Meu rosto apagado dos últimos dias é insuportável, mesmo que eu não o veja, evite me olhar no espelho. Sinto ele por dentro, contraído e cansado. Não tenho tempo, não com essas contas caindo sobre minha cabeça, tudo que preciso resolver nesta casa se desfazendo. Pensei em me concentrar nos problemas, resolver, me organizar de novo, pra depois recomeçar. Mas tenho idade suficiente pra saber que não existe momento puro, tudo está sempre se desmontando, as coisas te atropelam e é melhor não esperar.

Fernanda me mostrou aquela música: meu leito na viração. Só descanso em tempestade. Só adormeço no furacão.

Fernanda não pode saber que estou escrevendo. Posso ver sua explosão de raiva: - Você é louca? Traidora, bandida, saqueadora, minha vida não é sua pra você me expor desse jeito!

Cala a boca, Fernanda, você grita comigo há vinte e cinco anos, é irritante, grosseiro, o lado seu que mais odeio, e é isso que preciso fazer agora, te odiar. Somente com ódio posso ter alguma força ainda.
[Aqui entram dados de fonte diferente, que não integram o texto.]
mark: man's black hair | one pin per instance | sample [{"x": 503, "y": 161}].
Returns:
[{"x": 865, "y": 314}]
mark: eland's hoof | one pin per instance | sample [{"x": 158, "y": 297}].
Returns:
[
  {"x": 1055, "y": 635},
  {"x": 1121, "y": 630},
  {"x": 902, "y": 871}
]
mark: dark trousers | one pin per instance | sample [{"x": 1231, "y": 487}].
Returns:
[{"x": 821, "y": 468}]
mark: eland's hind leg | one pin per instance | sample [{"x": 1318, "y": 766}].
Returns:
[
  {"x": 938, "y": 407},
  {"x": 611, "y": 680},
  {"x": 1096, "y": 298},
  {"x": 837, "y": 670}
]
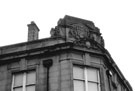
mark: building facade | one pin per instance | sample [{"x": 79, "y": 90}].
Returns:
[{"x": 72, "y": 59}]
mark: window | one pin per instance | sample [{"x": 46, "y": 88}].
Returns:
[
  {"x": 86, "y": 79},
  {"x": 24, "y": 81}
]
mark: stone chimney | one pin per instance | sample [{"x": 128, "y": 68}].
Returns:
[{"x": 32, "y": 31}]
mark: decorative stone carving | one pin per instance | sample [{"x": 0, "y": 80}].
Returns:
[{"x": 82, "y": 32}]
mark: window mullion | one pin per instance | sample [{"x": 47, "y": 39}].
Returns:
[
  {"x": 24, "y": 81},
  {"x": 86, "y": 80}
]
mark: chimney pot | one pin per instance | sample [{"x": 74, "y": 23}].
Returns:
[{"x": 32, "y": 31}]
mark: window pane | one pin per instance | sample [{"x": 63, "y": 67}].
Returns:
[
  {"x": 30, "y": 88},
  {"x": 79, "y": 85},
  {"x": 92, "y": 86},
  {"x": 78, "y": 73},
  {"x": 92, "y": 75},
  {"x": 18, "y": 79},
  {"x": 18, "y": 89},
  {"x": 31, "y": 77}
]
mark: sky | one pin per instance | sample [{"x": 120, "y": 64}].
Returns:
[{"x": 115, "y": 18}]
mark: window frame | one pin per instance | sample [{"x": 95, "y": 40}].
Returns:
[
  {"x": 86, "y": 67},
  {"x": 24, "y": 77}
]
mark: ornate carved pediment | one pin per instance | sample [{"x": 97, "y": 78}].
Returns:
[{"x": 76, "y": 29}]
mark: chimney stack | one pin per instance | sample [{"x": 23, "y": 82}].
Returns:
[{"x": 33, "y": 31}]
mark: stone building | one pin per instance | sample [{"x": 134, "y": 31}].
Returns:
[{"x": 72, "y": 59}]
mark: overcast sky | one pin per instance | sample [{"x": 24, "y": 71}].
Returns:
[{"x": 115, "y": 18}]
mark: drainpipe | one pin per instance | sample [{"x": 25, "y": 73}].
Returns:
[{"x": 47, "y": 64}]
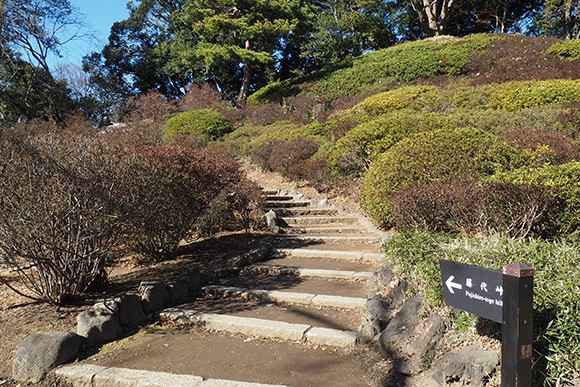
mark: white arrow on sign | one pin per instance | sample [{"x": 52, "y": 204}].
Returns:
[{"x": 450, "y": 284}]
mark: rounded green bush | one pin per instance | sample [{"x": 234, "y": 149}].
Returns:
[
  {"x": 526, "y": 94},
  {"x": 562, "y": 180},
  {"x": 430, "y": 157},
  {"x": 207, "y": 123},
  {"x": 568, "y": 49},
  {"x": 353, "y": 153},
  {"x": 405, "y": 97}
]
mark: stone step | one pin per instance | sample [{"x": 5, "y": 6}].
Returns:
[
  {"x": 323, "y": 264},
  {"x": 326, "y": 229},
  {"x": 262, "y": 328},
  {"x": 278, "y": 198},
  {"x": 322, "y": 220},
  {"x": 284, "y": 297},
  {"x": 225, "y": 356},
  {"x": 334, "y": 318},
  {"x": 303, "y": 211},
  {"x": 100, "y": 376},
  {"x": 346, "y": 238},
  {"x": 285, "y": 204},
  {"x": 328, "y": 254},
  {"x": 309, "y": 273}
]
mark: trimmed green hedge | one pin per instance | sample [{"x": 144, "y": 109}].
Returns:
[
  {"x": 568, "y": 49},
  {"x": 206, "y": 123},
  {"x": 354, "y": 152},
  {"x": 526, "y": 94},
  {"x": 415, "y": 256},
  {"x": 563, "y": 180},
  {"x": 430, "y": 157},
  {"x": 404, "y": 62}
]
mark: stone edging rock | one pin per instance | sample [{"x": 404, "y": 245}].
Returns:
[
  {"x": 393, "y": 324},
  {"x": 112, "y": 318}
]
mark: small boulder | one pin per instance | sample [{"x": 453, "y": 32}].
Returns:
[
  {"x": 193, "y": 280},
  {"x": 471, "y": 364},
  {"x": 368, "y": 330},
  {"x": 376, "y": 308},
  {"x": 178, "y": 290},
  {"x": 153, "y": 295},
  {"x": 408, "y": 340},
  {"x": 108, "y": 306},
  {"x": 40, "y": 352},
  {"x": 130, "y": 310},
  {"x": 98, "y": 327}
]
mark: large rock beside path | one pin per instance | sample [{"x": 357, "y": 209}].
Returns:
[{"x": 42, "y": 351}]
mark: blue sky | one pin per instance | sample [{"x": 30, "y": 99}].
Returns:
[{"x": 99, "y": 15}]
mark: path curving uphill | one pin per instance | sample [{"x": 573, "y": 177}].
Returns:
[{"x": 289, "y": 320}]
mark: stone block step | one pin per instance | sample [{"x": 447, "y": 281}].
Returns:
[
  {"x": 322, "y": 220},
  {"x": 334, "y": 318},
  {"x": 303, "y": 211},
  {"x": 326, "y": 229},
  {"x": 224, "y": 356},
  {"x": 100, "y": 376},
  {"x": 285, "y": 204},
  {"x": 292, "y": 284},
  {"x": 262, "y": 328},
  {"x": 347, "y": 238},
  {"x": 328, "y": 254},
  {"x": 323, "y": 264},
  {"x": 278, "y": 198},
  {"x": 282, "y": 297},
  {"x": 309, "y": 273}
]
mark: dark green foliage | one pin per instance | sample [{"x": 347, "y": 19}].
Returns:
[
  {"x": 356, "y": 150},
  {"x": 415, "y": 256},
  {"x": 516, "y": 210},
  {"x": 207, "y": 123},
  {"x": 422, "y": 59},
  {"x": 569, "y": 49},
  {"x": 521, "y": 95},
  {"x": 430, "y": 157},
  {"x": 563, "y": 182},
  {"x": 543, "y": 145},
  {"x": 286, "y": 157}
]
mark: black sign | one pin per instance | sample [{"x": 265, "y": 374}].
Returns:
[{"x": 474, "y": 289}]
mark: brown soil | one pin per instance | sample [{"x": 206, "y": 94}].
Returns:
[
  {"x": 20, "y": 317},
  {"x": 230, "y": 357},
  {"x": 193, "y": 352}
]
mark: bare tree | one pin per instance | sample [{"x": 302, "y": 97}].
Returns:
[
  {"x": 31, "y": 31},
  {"x": 433, "y": 15}
]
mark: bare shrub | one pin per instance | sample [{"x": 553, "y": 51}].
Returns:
[
  {"x": 264, "y": 114},
  {"x": 56, "y": 222},
  {"x": 527, "y": 60},
  {"x": 151, "y": 106},
  {"x": 237, "y": 207},
  {"x": 202, "y": 97},
  {"x": 169, "y": 189},
  {"x": 561, "y": 149},
  {"x": 513, "y": 209}
]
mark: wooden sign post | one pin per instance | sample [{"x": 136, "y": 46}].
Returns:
[{"x": 502, "y": 296}]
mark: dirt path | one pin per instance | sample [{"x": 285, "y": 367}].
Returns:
[{"x": 304, "y": 287}]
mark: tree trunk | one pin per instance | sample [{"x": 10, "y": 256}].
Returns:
[
  {"x": 432, "y": 22},
  {"x": 247, "y": 75}
]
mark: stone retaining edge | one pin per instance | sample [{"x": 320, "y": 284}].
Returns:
[
  {"x": 263, "y": 328},
  {"x": 99, "y": 376}
]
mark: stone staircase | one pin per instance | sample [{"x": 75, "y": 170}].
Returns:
[
  {"x": 310, "y": 291},
  {"x": 318, "y": 265}
]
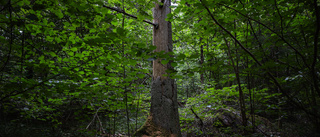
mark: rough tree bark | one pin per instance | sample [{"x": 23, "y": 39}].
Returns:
[{"x": 164, "y": 117}]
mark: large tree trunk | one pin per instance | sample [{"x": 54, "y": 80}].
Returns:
[{"x": 164, "y": 116}]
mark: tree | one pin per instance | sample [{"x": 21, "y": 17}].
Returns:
[{"x": 164, "y": 116}]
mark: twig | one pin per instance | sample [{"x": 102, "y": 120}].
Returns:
[{"x": 132, "y": 16}]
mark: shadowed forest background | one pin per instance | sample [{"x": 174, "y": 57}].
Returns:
[{"x": 85, "y": 67}]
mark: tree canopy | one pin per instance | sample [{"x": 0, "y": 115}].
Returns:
[{"x": 84, "y": 67}]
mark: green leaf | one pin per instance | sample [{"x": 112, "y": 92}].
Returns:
[
  {"x": 164, "y": 62},
  {"x": 141, "y": 75}
]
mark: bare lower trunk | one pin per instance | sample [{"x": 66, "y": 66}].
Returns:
[{"x": 164, "y": 116}]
Sua vida nunca foi minha, nem quando eu queria que fosse. Construí minha vida sozinha e muito cedo, ainda quando acreditava que as vidas não precisam ser sozinhas, que uma força fluía sobre as calçadas para nos reunir, nós que precisávamos de ajuda, nós que merecíamos ficar juntas. Construí meu mundo porque você deixou bem claro, um dia, que sua companhia era um relâmpago e dependia de condições atmosféricas específicas para se manifestar.

Mas a verdade, se chegamos ao fundo dessa história, é que sua vida é minha, sim, porque fui a única testemunha que sobrou. A única que aguentou o mais insuportável, os desaparecimentos e retornos repentinos, pedidos abusados na madrugada, empréstimos, favores, caronas, os monólogos intermináveis.

O que você fez está gravado na minha memória. Talvez só eu tenha a imagem completa, porque só eu fiquei para assistir quando esse filme perdeu o rumo. Seu filme ridículo e angustiante, cômico e erótico, e - diga-se em sua defesa -, totalmente honesto. A sessão da madrugada em que entrei por acaso, e me capturou no instante transformador e iluminado em que meu dedo úmido se comprimiu em sua vagina contraída num orgasmo.